Le document est la Déclaration de Bletchley. Elle est issue du Sommet britannique sur la sécurité de l’IA, la première réunion de gouvernements spécifiquement consacrée aux risques des systèmes de pointe les plus capables. Le texte est bref, non contraignant et soigneusement nuancé. Le lire pour ce qu’il consigne et ce qu’il tait reste la mesure la plus claire de l’état de la gouvernance internationale ASI fin 2023.
Pour la première fois, des gouvernements rivaux ont conjointement reconnu que l'IA de pointe pourrait causer des dommages catastrophiques.
Ce que dit la déclaration
Le geste essentiel est une reconnaissance. La déclaration affirme que les modèles d'IA de pointe comportent un potentiel de dommages graves, voire catastrophiques. Elle nomme des risques qui pourraient être délibérés ou involontaires, et elle pointe les dommages sérieux causés par les systèmes polyvalents les plus capables. Des gouvernements qui s'accordent sur presque tout le reste, y compris Washington et Pékin, ont accepté ce cadrage en public.

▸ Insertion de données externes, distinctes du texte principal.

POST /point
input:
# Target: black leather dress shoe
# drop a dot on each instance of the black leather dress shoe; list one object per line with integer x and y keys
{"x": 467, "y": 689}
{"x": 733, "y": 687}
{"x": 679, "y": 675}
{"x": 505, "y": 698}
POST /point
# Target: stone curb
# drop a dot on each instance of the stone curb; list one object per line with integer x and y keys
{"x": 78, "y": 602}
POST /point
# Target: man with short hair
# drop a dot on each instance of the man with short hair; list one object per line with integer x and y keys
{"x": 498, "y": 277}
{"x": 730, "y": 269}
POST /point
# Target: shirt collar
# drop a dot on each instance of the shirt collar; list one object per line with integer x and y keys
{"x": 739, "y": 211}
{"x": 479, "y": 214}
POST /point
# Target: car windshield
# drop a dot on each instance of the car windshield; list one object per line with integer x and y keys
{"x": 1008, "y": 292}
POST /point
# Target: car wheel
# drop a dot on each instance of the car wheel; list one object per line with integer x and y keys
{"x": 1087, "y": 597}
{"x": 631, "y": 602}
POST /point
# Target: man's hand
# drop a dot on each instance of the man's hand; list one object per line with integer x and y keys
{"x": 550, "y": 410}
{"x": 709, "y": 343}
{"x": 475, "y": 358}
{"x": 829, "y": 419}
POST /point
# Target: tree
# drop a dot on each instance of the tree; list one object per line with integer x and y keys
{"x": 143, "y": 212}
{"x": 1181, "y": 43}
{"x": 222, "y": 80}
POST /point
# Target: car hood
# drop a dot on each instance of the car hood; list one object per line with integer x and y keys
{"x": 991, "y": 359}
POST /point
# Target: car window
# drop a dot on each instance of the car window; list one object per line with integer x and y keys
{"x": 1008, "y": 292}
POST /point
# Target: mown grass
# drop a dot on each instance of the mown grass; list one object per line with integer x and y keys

Au-delà de la reconnaissance, les signataires s’engagent dans deux directions : identifier les risques de sécurité de l’IA qui sont partagés et construire une compréhension scientifique commune de ces risques ; et élaborer des politiques nationales fondées sur les risques, en coopérant le cas échéant. Le texte encourage le dialogue international continu et accueille favorablement une série de sommets de suivi. Il ne prétend pas que ces sommets détiennent déjà les réponses.
Ce qu'elle ne fait pas
- Aucune obligation contraignante. Rien n’oblige un pays à agir selon un calendrier, à rendre compte d’une métrique ou à interdire une capacité.
- Aucune institution. Il n’y a ni agence, ni secrétariat, ni organe de surveillance, seulement un accord pour continuer à discuter et à se réunir à nouveau.
- Aucune ligne rouge. La déclaration ne définit pas quelles capacités sont inacceptables ni ce qui déclencherait une action collective.
- Pas de vérification ni d'application. La conformité n'est pas mesurée car il n'y a rien de concret à respecter.
Pourquoi une déclaration non contraignante compte-t-elle encore ?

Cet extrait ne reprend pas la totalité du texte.